Following three investigations into the activities of unionist paramilitary agents and informers, John Stevens found in 2003 that elements within the RUC and British army colluded in the murder of Catholics in the North during the 1980s.
Central to his investigation was the Ulster Defence Association shooting of Belfast solicitor Pat Finucane in front of his family at their north Belfast home in February 1989.
Files were prepared on at least 20 individuals, but in June this year the Public Prosecution Service (PPS) finally confirmed no charges would follow. Insufficient evidence was said to be critical to the decision, which outraged the Finucane family, campaigners and the wider nationalist community.
Alex Maskey challenged PSNI Chief Constable Hugh Orde to publish the Stevens Report at a meeting of the Policing Board last Thursday, 6 September. He put it directly to Orde that the excuse of possible prosecutions had been removed and that it is now in the public interest for the Chief Constable to allow the publication of the Stevens Report
Speaking ahead of the public session of the Policing Board Maskey said:
“It my clear understanding that there is nothing now standing in the way of the publication of Stevens. The decision now is solely down to the chief constable.

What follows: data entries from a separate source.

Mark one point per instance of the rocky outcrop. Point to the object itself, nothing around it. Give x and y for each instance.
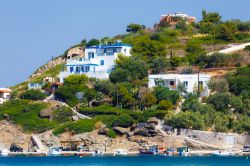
(153, 120)
(121, 130)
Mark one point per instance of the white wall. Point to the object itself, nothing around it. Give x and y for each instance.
(192, 80)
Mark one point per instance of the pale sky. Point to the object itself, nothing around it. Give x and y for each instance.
(31, 32)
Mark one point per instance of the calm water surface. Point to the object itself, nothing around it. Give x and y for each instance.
(124, 161)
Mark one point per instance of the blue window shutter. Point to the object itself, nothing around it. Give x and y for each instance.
(102, 62)
(71, 69)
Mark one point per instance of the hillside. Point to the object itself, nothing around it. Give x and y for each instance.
(118, 104)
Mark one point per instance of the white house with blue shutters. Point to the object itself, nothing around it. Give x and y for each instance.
(99, 60)
(172, 81)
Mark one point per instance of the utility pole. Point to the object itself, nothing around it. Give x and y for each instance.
(198, 83)
(214, 36)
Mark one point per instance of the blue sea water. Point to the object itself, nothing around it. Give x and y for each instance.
(124, 161)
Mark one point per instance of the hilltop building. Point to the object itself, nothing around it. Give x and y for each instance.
(172, 81)
(75, 52)
(4, 94)
(98, 62)
(173, 19)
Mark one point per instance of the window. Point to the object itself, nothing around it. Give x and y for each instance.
(82, 69)
(86, 68)
(77, 69)
(102, 62)
(185, 83)
(89, 55)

“In April 2002 Stevens said he could not publish his findings because it might undermine prosecutions but since then the Public Prosecution Service has said it will not prosecute any of the 24 members of RUC Special Branch and Force Research (FRU) at the centre of the Steven’s Findings.
“Former British Secretary of State Peter Hain has said that the demand for the publication of Stevens is a matter for the Chief Constable.
“Given the amount of money and huge investigation involved, the huge level of public interest – we now need to see this report published.
“Hugh Orde is now in a position to publish this report, a report that was financed by the tax payer that is one of the largest and most expensive police investigations in history that dealt with some of the most controversial murders of the conflict.”